A long while back in Skool, I wrote a playful fantasy about ’The First Coins’. I didn’t intend any connection with reality. But now I think I stumbled by accident upon a valid idea - that there are places in the modern money system where negative ‘money’ is created and safely stored, beyond reach. Because the modern money system has zero total financial equity (ZTFE), over the sum of all assets and liabilities, the existence of negatively-valued State financial assets seems inescapably to be the only way of creating positively-valued State money by fiat. And since banks must be in positive financial equity to be able to operate under licence, positive financial equity must come from somewhere to permit those banks to exist. So bank-credit-based money, of temporarily-positive equity, requires State fiat money to exist. Therefore I think that a non-commodity money system, or as I’d now rather think of it, a ZTFE system mandates the existence of negatively-valued financial assets somewhere within that system.
Such assets typically seem to exist as the counterparts of Treasury bonds, recorded as a liability of the Treasury. I think it’s useful to treat ‘liability’ and debt’ as non-synonymous.
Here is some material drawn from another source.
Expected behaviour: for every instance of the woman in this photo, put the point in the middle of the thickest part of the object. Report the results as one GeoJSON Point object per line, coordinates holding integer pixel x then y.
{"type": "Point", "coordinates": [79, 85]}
All debts seem to be liabilities, but surely not all liabilities are debts. For example, a debilitating but not non-progressive and non-life-threatening disease is a liability of its owner, but not a debt of its owner to anyone else. Accounting seems to prefer to use the term liability rather than negative asset - maybe because the insides of SMAs are such rare and rarified places. I feel that such use is unfortunate and unhelpful. In my mind, I’d extend the ‘accounting equation’ for exclusive use within an SMA to be Assets - Negative Assets - Liabilities - Equity = 0. Maybe recording Treasury bond counterparts under ’Negative Assets’ and not under ‘Liabilities’ might clarify the situation and help to reduce or remove the handicap of the illusion that fiat money creation involves borrowing from others and results in government debt.
But is a ZTFE money system really entirely devoid of reference to any value in solid, concrete or physical form? No, of course not because money’s numeraire is defined through the use of the value of a large aggregate of non-financial assets. It’s surely true than under a ‘pure blood’ PTFE money system you could, at least in principle, take a banknote to the Central Bank (CB), ask for its redemption and get some amount of the money commodity in return. Is that same note therefore irredeemable under a ZTFE system? Yes, if you present it at the CB, I think. But it is surely is easily redeemable at a whole host of other places, for any commodity of your choice. Just go shopping. So as Steve has said, Henry Ford and Thomas Edison were right to talk of the US dollar being backed not by gold but by the ‘land and people of America’. The value of the non-financial assets of a Nation is what ‘replaces’ the money commodity, but that replacement occurs outside the financial system. In that respect I feel that some accepted terminology in this area is in a tangle and misleads. Rather than talk about non-commodity money, it strikes me it would be better to speak of all-commodity money. That’s one more ’new notion’.